Twenty years passed, and then we came. When I told Celeste to be herself, she combined her ghostly form with a fairy form permanently, becoming one with her fairy self, which fell under her mother’s control. In her defiance of the current leading fairy queen, and perhaps with leveling help, she was able to evolve into a fairy queen herself and shed off her mother’s influence.
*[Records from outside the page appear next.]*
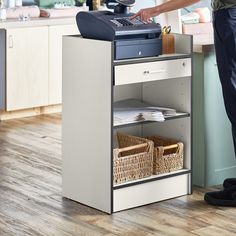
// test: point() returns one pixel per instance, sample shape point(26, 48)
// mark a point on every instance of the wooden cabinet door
point(26, 68)
point(55, 59)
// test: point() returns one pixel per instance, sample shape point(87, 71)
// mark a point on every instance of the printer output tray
point(130, 48)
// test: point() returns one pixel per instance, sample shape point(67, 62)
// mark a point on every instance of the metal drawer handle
point(153, 71)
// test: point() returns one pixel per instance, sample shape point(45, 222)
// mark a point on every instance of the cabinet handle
point(153, 71)
point(10, 41)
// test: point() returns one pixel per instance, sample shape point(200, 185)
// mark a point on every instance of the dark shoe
point(230, 182)
point(226, 197)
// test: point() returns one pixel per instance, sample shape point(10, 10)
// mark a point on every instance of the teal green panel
point(50, 3)
point(220, 161)
point(198, 129)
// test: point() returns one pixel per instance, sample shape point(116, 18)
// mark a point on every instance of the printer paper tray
point(127, 49)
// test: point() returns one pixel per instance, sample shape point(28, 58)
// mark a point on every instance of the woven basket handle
point(179, 147)
point(171, 146)
point(132, 147)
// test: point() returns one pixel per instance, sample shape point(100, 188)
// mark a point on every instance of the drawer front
point(151, 192)
point(143, 72)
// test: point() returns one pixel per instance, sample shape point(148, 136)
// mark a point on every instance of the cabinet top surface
point(40, 21)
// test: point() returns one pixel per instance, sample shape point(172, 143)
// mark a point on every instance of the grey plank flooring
point(31, 202)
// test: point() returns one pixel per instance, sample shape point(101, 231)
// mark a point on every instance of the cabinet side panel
point(86, 122)
point(2, 69)
point(55, 60)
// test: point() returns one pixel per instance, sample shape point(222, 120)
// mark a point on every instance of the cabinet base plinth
point(8, 115)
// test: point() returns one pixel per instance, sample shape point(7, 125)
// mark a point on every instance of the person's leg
point(225, 45)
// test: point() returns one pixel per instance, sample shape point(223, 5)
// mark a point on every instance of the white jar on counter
point(18, 3)
point(10, 3)
point(3, 14)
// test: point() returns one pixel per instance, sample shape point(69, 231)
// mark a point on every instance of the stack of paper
point(132, 110)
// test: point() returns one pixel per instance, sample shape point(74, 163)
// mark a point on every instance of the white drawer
point(142, 72)
point(150, 192)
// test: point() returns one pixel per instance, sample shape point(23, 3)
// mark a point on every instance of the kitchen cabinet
point(26, 67)
point(55, 60)
point(92, 82)
point(31, 66)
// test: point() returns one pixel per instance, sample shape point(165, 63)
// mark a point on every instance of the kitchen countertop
point(203, 39)
point(40, 21)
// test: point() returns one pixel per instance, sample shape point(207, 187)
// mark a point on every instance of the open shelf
point(178, 115)
point(152, 178)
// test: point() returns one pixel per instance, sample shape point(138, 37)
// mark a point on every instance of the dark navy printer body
point(132, 38)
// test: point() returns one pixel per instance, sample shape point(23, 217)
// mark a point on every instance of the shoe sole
point(217, 202)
Then, I summoned Karr. Karr gave Astria the closure she needed, and Astria gave Karr the peace he needed. Was either of them good or bad? It wasn’t really my place to say. They both did bad things, and they both tried to do good. In the end, it was Celeste, their daughter, who had been hurt the most. What they felt about each other in the end, no one but they knew. One thing was certain, they both could agree to step aside and make way for their daughter Celeste. It was her future now, as a new Fairy Queen and slave to the next hero of Chalm. That was how their lore ended.

I finally stopped screaming as a shining tattoo formed on my shoulder. Like the previous one, it wrapped around from back to front like a serpent, containing text in an unreadable language.

{Congratulations, you have completed Karr’s Dungeon.}

{True Dungeon Diver has increased by ten levels.}

{For completing the lore, you have gained 10 dungeon points.}

{Karr’s lore is now a part of you. You have gained Karr’s Blessing.}

{You have increased affinity with nature. Animals and natural creatures will like you more.}

{Slave Bonds are now permanent. You cannot remove or swap a slave bond.}

“Wait… what was that last thing? Oh… you bastard!”